Bohon writes, “I predict that Apple Watch apps will be the next gold rush.”

Read more in the full article here.


  1. When the iPhone first came out, possiblilties for apps was endless, and it still is. As far as watch apps go, I cant think of anything that I would want on my wrist that wouldnt work better on my phone. Sure there will be plenty of useful apps but I have doubts it will be the ‘next gold rush’.
    I predict the majority of watch apps will be companions to phone apps.

    1. More or less the same attitude… Anything that could be done on your smartphone could be done on your laptop. So, the only deciding factor was which was more convenient? Pulling your laptop out of your bag to look something up, or pulling your phone out of your pocket?

      Same thing here… The watch is all about notifications and quick looks. It’s a single aspect of the phone that it can in fact enhance simply by being much more convenient. Whether that convenience if worth the extra money is purely objective.

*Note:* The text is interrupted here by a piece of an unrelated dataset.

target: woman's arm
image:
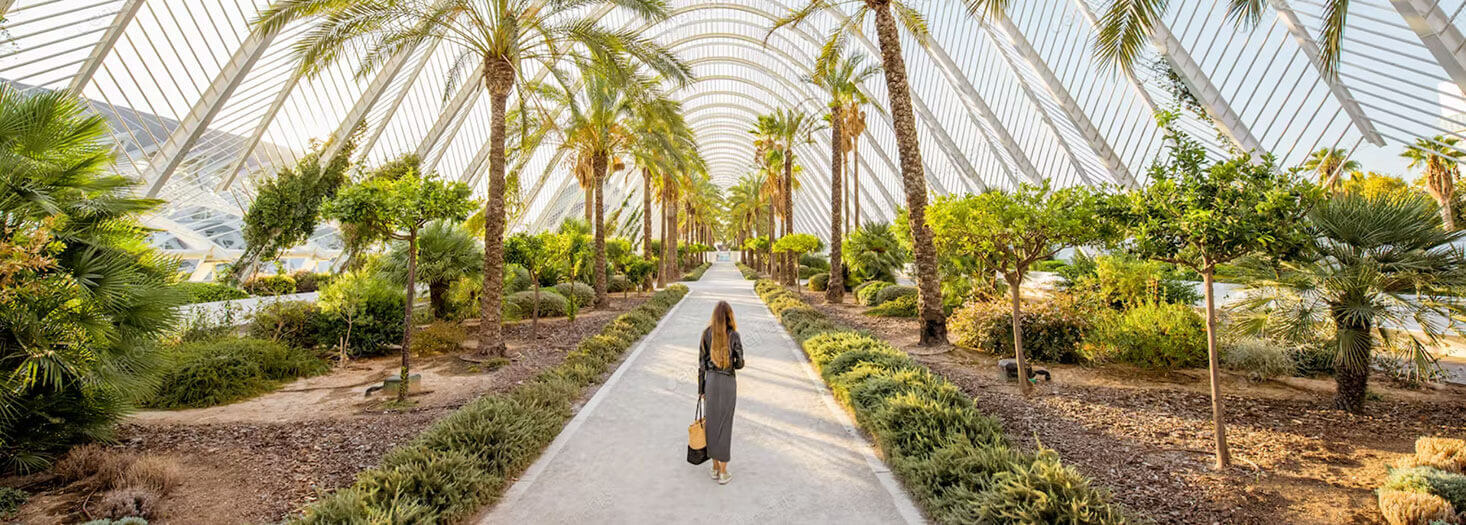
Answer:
[729,331,743,370]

      I used to drive around in my car with my iBook hooked into my car stereo system so I could listen to my music while driving back and forth to work. Did I need an iPod? Nope. But it sure made my life much easier by not needing to lug around my laptop. And the iPod could go places that wouldn’t make sense for a laptop to go.

      “Connectivity” is already showing us the convenience of not needing our phones by our sides 24/7. I can answer texts and take phone calls from my Mac.

      I suspect we’ll see the same from the watch – not that I would ever buy one; I’ve never worn a watch, or any jewelry for that matter, and I don’t plan on starting to now.

  2. The neat thing for Apple about Apps is that you get developers to enhance your device for free. Provide the platform and let a someone else come up with neat ideas.
    Sure this happens with all computing devices but it made the iPhone the success it is.